Released on 29 April 2008
The premier recording of the magnificent Birds on Fire (2001) by Orlando Gough, based on Aaron Appelfeld’s novel Badenheim 1939, and now a mainstay of our current performance repertoire. Also music by the Jewish families of musicians employed by Henry VIII in 1540: Bassanos and Lupos, and music by Salmone Rossi & Leonora Duarte.
If you’re seeking the exotic, listen to tracks 1, 13 and 24. Orlando Gough, best known for his theatre music, composed Birds on Fire in . This is demanding, wonderfully offbeat music inspired by Ashkenazi Klezmer (more cabaret than camera), which Fretwork brings off with a panache that astonishes and delights. Importantly, it demonstrates the extent to which the viol consort has been circumscribed by its historic “largely amateur” repertoire and suggests that it is capable of far more. Each of the three Gough pieces begins with eerie sounds and is characterised by a kaleidoscope of syncopated ostinati, droll pizzicato asides and sinewy, modal themes conveyed in parallel octaves. You’ll swear you can hear an organ, accordion, clarinet and a saxophone, but you don’t. Fascinating, liberating music!
Julie Anne Sadie, Gramophone
Although subtitled ‘Jewish musicians at the Tudor Court’, there are no exotic surprises in the English 16th and 17th-century pieces here; it was the standard court music of its day. Some are, though, highly inventive, including four finely-wrought six-part fantasias by Thomas Lupo. They’re beautifully played – Fretwork create a richness of sonority which only spot-on mean-tone tuning can deliver. Birds on Fire, is by Orlando Gough (b1953). He coaxes fascinating new sonorities and articulations from the conventional viol consort. The music is hauntingly coloured by reference to klezmer tunes, while the second movement grows over a hypnotic ostinato. A memorable disc.
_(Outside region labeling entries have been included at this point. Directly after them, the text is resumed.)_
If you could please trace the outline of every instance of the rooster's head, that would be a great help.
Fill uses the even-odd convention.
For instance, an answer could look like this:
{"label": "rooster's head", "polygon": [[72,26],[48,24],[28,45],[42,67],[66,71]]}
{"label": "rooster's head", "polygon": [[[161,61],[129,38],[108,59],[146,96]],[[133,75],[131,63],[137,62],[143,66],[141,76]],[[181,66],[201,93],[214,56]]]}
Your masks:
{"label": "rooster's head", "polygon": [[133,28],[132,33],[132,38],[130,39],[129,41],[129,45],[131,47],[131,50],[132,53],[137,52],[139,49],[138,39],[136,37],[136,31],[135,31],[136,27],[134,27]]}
George Pratt, BBC Music Magazine
Orlando Gough’s Birds on Fire is a three-movement suite inspired by Aaron Appelfeld’s novel Badenheim 1939. Middle-class Jews gather in a well-to-do Austrian resort that, during their stay, becomes a ghetto. Gough’s music, spread over Fretwork’s fine recital, uses kletzmer tunes. It’s both catchy and poignant, the medium of viols lending it an appropriate astringency. Much of the rest of the disc is devoted to Elizabethan and Jacobean viol consort music by members of two émigré dynasties of court musicians, the Lupos and the Bassanos, whose Jewishness was surmised only in 1983. These are as much in the English courtly vein as the anonymous works from the Lumley Part Books and a rich Fantasia by the Dutch-born Philip van Wilder, also recorded here.
Stephen Pettitt, The Sunday Times
Always the unusual from the viol consort Fretwork. Not content with assembling a programme featuring covertly Jewish composers at the Tudor and Stuart courts, they thread through the tracks 24 klezmer-influenced minutes by the contemporary composer Orlando Gough… For music with real meat you need the six selections by Thomas Lupo: sophisticated consort pieces teased out by Fretwork’s agile fingers.